Содержание сайта =>> Российское гуманистическое общество =>> «Здравый смысл» =>> 2004, № 2 (31) |
ЗДРАВЫЙ СМЫСЛ Весна 2004 № 2 (31)
ГУМАНИСТИЧЕСКАЯ ПЕДАГОГИКА
От редакции Предлагаемая работа экс-президента Международного гуманистического и этического союза, голландского мыслителя и общественного деятеля Яна ван Праага – глава из его труда «Основания гуманизма». Книга содержит разделы, посвящённые происхождению гуманизма, его основным теоретическим положениям и их практическим применениям, осмыслению гуманизма как прогрессирующей человечности человека. Не претендуя, по признанию автора, на философские или научные открытия, книга представляет собой попытку осмысления гуманизма как целого, введения в весь круг идей и проблем гуманизма – от его исторических корней до его современных политических, социальных и культурологических проявлений.

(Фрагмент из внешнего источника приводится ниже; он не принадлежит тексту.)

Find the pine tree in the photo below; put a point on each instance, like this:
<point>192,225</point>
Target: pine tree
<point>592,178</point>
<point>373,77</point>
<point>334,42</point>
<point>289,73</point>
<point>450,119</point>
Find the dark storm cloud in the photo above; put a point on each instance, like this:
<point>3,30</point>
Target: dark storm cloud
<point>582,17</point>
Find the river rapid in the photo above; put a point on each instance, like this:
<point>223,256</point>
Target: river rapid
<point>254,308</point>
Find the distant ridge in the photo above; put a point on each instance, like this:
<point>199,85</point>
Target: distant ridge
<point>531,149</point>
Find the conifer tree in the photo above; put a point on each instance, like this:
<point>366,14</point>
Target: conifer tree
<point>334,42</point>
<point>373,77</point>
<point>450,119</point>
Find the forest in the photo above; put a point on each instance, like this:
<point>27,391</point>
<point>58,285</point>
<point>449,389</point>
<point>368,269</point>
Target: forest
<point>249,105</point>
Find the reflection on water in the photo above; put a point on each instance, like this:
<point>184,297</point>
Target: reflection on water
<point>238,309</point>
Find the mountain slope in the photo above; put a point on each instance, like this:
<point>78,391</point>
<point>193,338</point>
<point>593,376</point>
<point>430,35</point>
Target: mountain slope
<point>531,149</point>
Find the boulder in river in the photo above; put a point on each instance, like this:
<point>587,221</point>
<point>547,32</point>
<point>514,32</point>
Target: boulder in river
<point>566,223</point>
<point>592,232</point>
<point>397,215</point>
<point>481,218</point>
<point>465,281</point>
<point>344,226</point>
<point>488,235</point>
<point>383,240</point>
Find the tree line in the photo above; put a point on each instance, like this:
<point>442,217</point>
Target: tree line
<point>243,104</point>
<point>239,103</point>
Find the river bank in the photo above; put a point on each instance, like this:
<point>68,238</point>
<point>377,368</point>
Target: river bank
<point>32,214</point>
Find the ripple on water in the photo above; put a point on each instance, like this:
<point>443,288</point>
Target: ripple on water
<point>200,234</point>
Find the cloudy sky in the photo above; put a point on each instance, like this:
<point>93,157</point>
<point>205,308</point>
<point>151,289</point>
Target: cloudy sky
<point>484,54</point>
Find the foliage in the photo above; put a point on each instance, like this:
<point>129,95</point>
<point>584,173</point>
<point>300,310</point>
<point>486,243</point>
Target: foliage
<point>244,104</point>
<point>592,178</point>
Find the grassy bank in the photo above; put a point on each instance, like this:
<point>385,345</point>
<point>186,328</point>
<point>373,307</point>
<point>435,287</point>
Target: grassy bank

Перевод выполнен по амер. изданию: J. P. van praag. Foundations of Humanism. / Translated from the 2nd Dutch edition by Judy Herget. Prometheus Books, Buffalo, New York, 1982. |
Гуманистическая
педагогика и психология
Ян ван Прааг
Гуманистическая педагогика не является тем же, что ментальная гигиена, но имеет к ней некоторое отношение. Гуманистическая концепция человека не может игнорировать связи между экзистенциальными и психологическими аспектами его бытия. Проблема в этом контексте состоит в том, что концепция человека должна снова и снова проверяться результатами психологического исследования, но и сами эти результаты зависят от принимаемых нами антропологических допущений. Ибо и в психологии каждый находит то, что ищет. Так или иначе, гуманистической концепции человека придётся прокладывать свой путь между двумя главными тенденциями в психологии – психоанализом и бихевиоризмом. Некоторые элементы фрейдистской концепции человека мы уже упоминали. Как это часто бывает у первопроходцев, работы Фрейда характеризуются сильной внутренней противоречивостью, которую можно даже принять за творческую непоследовательность. Несмотря на это, психоанализ – завершённая, замкнутая система; человеческая свобода хотя и пробивается сквозь неё, но с трудом. Это, кстати, справедливо и в отношении к Адлеру и Юнгу. Как бы то ни было, психоанализ, со всеми его ответвлениями, внёс весомый вклад в углубление нашего понимания человеческих стремлений. Но нельзя отрицать и того, что он способен принимать столь жёсткие формы, которые едва ли совместимы с представлениями о творческой природе человека. Человек предстаёт в нём игрушкой собственных страстей, и создаётся впечатление, что самое большее, что он может сделать, – это пытаться модулировать свои страсти таким образом, чтобы можно было более или менее мирно уживаться с ними. Прмечателен факт, что психоанализ возник как теория неврозов, то есть как теория медицинская, касающаяся патологических состояний.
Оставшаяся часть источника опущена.